4. As a preservation breeder, I really only breed dogs that meet all the criteria I stated above, and although I enjoy showing my dogs in Conformation, I do not weigh heavily on making any breeding choices on dogs that may win a lot of shows or a dog that doesn’t. Rather, we make choices based on our years of experience in working, showing, and breeding, and how we have interpreted the Breed Standard. We try to never be kennel blind and we are always researching and learning to try and get better with each breeding. I think judges are having to judge a lot of dogs, and a lot of different Groups, all at the same time and that can make for judges picking dogs that have an all-around structural soundness; however, they may lack “type” and that can be frustrating. But overall, I think judges are trying to make the best choice as they see it.

5. I think social media is good for the sport. We can share our wins easier and can keep up with the different shows and clusters.
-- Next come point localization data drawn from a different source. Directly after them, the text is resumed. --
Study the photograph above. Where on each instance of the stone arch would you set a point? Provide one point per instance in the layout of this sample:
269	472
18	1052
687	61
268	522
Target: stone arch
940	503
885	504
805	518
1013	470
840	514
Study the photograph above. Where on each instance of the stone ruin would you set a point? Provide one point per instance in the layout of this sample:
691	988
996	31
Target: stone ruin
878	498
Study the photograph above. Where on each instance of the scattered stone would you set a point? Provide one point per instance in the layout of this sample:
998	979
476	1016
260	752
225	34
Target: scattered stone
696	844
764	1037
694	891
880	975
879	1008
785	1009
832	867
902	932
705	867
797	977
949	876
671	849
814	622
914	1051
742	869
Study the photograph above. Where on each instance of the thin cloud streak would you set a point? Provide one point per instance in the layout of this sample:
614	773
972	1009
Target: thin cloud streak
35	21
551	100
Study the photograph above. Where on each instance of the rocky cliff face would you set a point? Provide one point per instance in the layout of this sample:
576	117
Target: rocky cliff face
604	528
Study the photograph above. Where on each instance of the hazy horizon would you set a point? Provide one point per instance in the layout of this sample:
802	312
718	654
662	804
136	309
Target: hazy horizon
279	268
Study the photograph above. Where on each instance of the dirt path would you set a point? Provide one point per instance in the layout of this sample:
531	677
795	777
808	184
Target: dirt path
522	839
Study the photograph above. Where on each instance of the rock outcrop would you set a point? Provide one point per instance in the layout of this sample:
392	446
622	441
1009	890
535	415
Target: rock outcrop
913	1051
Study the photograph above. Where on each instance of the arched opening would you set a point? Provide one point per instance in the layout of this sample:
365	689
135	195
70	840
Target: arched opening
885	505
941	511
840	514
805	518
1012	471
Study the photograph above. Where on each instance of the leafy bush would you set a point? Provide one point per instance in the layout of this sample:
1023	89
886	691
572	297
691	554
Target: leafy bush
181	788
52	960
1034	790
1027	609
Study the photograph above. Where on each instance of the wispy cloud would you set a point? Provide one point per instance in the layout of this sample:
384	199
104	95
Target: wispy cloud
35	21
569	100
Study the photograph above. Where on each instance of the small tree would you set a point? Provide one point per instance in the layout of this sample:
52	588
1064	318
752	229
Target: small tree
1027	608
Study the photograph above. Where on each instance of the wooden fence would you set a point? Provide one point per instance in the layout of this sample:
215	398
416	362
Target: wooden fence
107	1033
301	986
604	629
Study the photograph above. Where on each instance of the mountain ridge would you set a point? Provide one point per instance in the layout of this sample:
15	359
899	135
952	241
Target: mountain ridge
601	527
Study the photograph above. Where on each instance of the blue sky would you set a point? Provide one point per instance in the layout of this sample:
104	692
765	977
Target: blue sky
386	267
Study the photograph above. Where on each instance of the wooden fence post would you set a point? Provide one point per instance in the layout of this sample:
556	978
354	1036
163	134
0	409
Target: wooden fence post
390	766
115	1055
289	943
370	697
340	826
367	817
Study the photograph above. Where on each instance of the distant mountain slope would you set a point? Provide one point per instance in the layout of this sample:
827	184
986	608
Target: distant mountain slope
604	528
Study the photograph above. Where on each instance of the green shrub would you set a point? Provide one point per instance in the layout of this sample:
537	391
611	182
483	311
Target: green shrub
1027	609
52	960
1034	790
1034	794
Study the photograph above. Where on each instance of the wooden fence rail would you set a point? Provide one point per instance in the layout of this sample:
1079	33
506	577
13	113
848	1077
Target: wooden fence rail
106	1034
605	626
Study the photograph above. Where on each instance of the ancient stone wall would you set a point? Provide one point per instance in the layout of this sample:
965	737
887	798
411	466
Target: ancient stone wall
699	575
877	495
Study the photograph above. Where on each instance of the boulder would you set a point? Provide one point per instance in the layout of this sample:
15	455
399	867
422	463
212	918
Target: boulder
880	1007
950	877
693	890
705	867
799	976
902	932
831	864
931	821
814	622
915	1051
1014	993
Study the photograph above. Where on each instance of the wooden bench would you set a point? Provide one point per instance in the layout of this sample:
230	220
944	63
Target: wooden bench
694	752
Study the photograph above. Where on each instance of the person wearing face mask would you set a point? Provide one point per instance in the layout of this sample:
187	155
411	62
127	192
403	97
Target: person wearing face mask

Exhibitors can keep up with clubs and can be in contact with the people running the shows instead of having to do everything through the mail or email. I have been able to connect with so many groups that help with show techniques or breeding information. Social media has allowed our sport to be able to stay connected with each other and create pages for building majors within our breed, which has the most dogs on the East Coast and in Texas. I think with anything, social media can be harsh, and sometimes people can be downright mean. Overall, the good outweighs the bad.

6. I think that probably the biggest challenges are the costs and keeping young people engaged in our sport or getting more young people involved. I think keeping the owners/breeders involved in showing their own dogs (judges choosing breeders/owners in Breed and Group, offering NOHS and Bred-By shows), and clubs trying to make things affordable will help exhibitors keep the costs down. And I think keeping a strong Juniors program and offering as many scholarships or incentives as we can would be the best way to keep kids involved.

7. I think AKC has done a great job at recognizing that without breeders and owners involved in the sport, there is no sport. They have done a good job at trying to keep us all involved.